Cybersecurity researchers have disclosed details of multiple critical-severity security flaws affecting Coolify, an open-source, self-hosting platform. The flaws could result in authentication bypass and remote code execution. There are about 52,890 exposed Coolify hosts as of January 8, 2026, with most of them located in the U.S. (15,800), France (8,000), Brazil (4,400), and Finland (3,200,000) There are no indications that any of the flaws have been exploited in the wild, but it's essential that users move as quickly to apply the fixes as soon as possible in light of their severity.

The following versions are impacted by the shortcomings: 4.0.0-beta.448 (Fixed in >= 4. 0.0 -beta.451) CVE-2025-66212 (CVSS score: 10.0) - An authenticated command injection vulnerability in the Dynamic Proxy Configuration.

On managed servers, this feature enables users with server management permissions to run any command as root.
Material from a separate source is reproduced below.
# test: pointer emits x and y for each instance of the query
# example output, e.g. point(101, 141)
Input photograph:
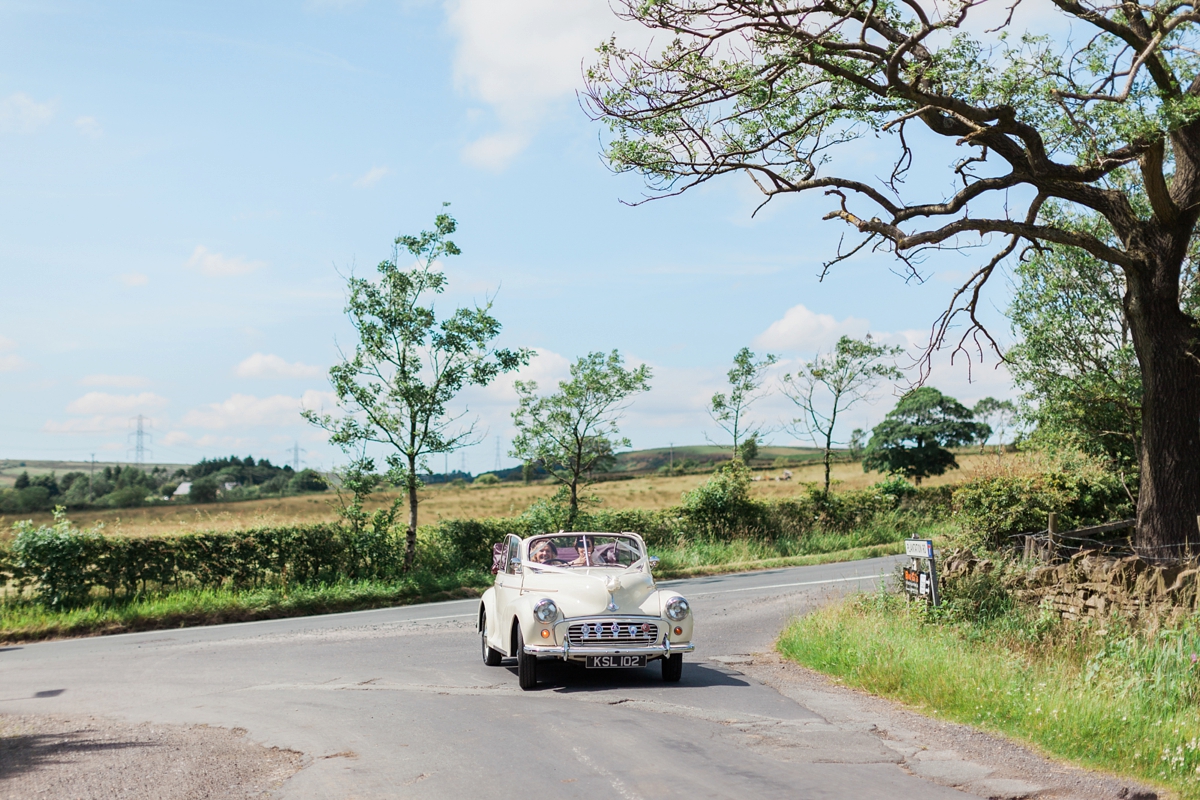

A low-privileged user (member) could run system commands asRoot on the Coolify instance thanks to a vulnerability discovered in the git source input fields of a resource. It was fixed in 4.3.0 (fixed in 2.4.4 and 2.5) and 4.1.6 (fixed in 4.2.4).5.)

The PostgreSQL init script management function, which permits authenticated users with database permissions to execute arbitrary commands on the host server, was found to have vulnerabilities. The most recent Coolify version (4.1) and the upcoming Apache Software Foundation version (3.3) have both addressed the vulnerabilities.